A SOIL Application has three main concepts:

  • Scripts: these scripts won't run outside the SOIL platform and are the entry points to the application.
  • Modules: They run inside the SOIL platform and contain instructions to transform the data. They are decorated with @modulify and can be written or imported from the SOIL library.
  • Data structures: They contain the data, the metadata and instructions on how to serialize, deserialize and query it.

A SOIL application consists in a set of scripts that will upload or query some data, transform it and store it again.

Running pipelines

A script will contain one or more pipelines that will look like this:

import soil
from soil.modules.preprocessing.filters import row_filter
from soil.modules.simple_module import simple_mean

patients = soil.data('my_dataset')
women, = row_filter.RowFilter(patients, sex={'eql': '1'})
statistics, = simple_mean(women, aggregation_column='age')
print(statistics.data)
# { 'mean': 54 }
print(statistics.metadata)

Pipelines are lazily evaluated, this means that they are not ran until the data is needed.

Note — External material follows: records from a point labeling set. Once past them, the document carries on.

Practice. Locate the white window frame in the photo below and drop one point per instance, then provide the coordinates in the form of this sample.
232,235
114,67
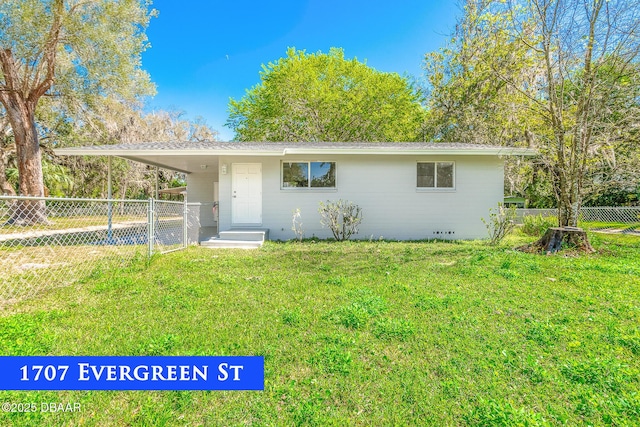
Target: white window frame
435,177
308,187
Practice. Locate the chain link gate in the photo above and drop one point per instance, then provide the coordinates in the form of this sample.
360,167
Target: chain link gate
51,242
622,218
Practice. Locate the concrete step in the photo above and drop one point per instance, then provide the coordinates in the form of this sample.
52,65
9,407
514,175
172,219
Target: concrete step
259,235
228,243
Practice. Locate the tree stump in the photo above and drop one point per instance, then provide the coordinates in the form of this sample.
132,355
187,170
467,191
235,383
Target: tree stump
553,240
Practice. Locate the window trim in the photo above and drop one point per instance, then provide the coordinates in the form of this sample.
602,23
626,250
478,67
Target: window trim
308,188
435,177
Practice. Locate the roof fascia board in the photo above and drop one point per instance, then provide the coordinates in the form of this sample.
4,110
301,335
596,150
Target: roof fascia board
428,152
157,164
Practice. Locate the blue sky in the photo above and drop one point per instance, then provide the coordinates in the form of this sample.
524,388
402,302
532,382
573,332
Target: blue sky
204,52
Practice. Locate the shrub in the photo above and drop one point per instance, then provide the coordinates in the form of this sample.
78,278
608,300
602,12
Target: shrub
296,227
537,225
342,218
500,223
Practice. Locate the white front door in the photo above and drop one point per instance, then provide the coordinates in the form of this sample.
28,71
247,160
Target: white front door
246,193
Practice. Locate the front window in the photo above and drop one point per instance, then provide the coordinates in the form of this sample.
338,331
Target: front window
308,174
435,175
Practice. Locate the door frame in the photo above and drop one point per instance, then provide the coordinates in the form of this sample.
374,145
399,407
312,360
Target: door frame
257,205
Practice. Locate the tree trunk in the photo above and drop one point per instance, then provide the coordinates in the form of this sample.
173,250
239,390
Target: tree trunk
6,189
21,115
557,237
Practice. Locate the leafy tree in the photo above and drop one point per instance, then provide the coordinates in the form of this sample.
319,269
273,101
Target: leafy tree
557,75
325,97
81,50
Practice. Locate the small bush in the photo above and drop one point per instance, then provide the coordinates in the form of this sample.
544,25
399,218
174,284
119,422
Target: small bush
296,224
500,223
537,225
341,217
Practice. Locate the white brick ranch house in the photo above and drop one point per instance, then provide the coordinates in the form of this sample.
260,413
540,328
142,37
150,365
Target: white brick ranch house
407,191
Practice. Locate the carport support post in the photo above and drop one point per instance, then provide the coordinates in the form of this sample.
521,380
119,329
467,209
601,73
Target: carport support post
109,203
150,226
185,219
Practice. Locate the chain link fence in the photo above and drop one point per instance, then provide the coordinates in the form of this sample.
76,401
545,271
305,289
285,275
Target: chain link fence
623,219
51,242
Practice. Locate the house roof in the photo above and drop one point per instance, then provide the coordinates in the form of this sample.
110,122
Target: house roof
190,156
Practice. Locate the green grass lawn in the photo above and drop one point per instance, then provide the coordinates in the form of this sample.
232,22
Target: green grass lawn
357,333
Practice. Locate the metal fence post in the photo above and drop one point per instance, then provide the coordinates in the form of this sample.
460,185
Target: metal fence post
151,226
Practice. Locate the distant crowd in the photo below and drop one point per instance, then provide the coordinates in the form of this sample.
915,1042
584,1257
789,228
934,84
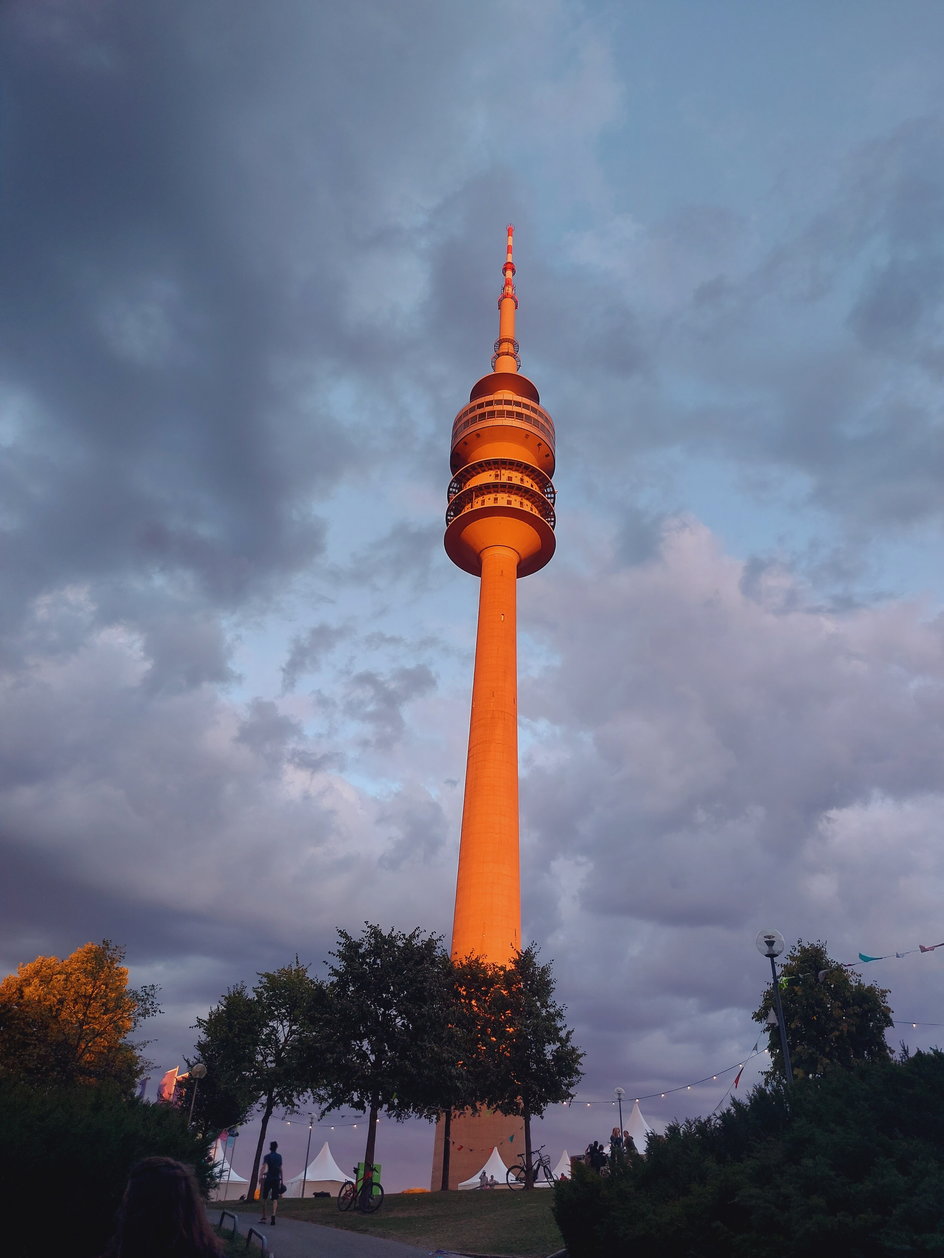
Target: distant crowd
621,1146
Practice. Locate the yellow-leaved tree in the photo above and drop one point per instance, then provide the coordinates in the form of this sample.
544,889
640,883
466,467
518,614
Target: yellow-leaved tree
68,1020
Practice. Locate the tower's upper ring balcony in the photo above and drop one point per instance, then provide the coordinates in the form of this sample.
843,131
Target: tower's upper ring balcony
510,419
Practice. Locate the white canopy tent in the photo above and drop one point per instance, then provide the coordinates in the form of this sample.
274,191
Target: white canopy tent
638,1129
324,1175
495,1166
230,1185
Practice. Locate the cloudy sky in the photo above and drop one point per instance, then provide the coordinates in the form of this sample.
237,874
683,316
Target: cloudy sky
251,258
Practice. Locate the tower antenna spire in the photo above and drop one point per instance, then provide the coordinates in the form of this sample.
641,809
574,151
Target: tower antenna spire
506,347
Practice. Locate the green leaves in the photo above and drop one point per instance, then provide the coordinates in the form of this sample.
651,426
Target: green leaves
832,1017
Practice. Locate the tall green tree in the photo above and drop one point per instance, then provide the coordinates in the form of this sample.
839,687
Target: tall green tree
383,1034
261,1051
230,1035
833,1018
66,1022
531,1061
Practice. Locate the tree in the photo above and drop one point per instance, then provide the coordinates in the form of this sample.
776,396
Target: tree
259,1049
531,1059
832,1017
460,1076
229,1049
67,1022
385,1023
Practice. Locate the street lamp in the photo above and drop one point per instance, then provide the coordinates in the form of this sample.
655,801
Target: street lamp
769,944
198,1071
305,1173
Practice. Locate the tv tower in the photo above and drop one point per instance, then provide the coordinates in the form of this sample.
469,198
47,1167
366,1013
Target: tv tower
499,526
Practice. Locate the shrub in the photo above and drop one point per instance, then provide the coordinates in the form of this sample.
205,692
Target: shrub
66,1155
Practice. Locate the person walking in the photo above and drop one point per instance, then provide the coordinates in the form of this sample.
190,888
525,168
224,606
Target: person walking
271,1181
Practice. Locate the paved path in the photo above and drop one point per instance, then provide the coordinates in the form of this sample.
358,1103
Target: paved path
292,1238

In the example the pipeline won't run until the line print(statistics.data). This way the data transfer is minimized. The calls to a data structure that will trigger a pipleine run are ds.data, ds.metadata and ds.get_data(**kwargs). The pipeline only runs with the first call to the data and it is blocking. This means that the line print(statistics.data) is blocking but print(statistics.metadata) is not.

Intermediate results are not stored, meaning that if we want to do for example women.data the partial pipeline will run even if we have computed the intermediate results before to get statistics.data.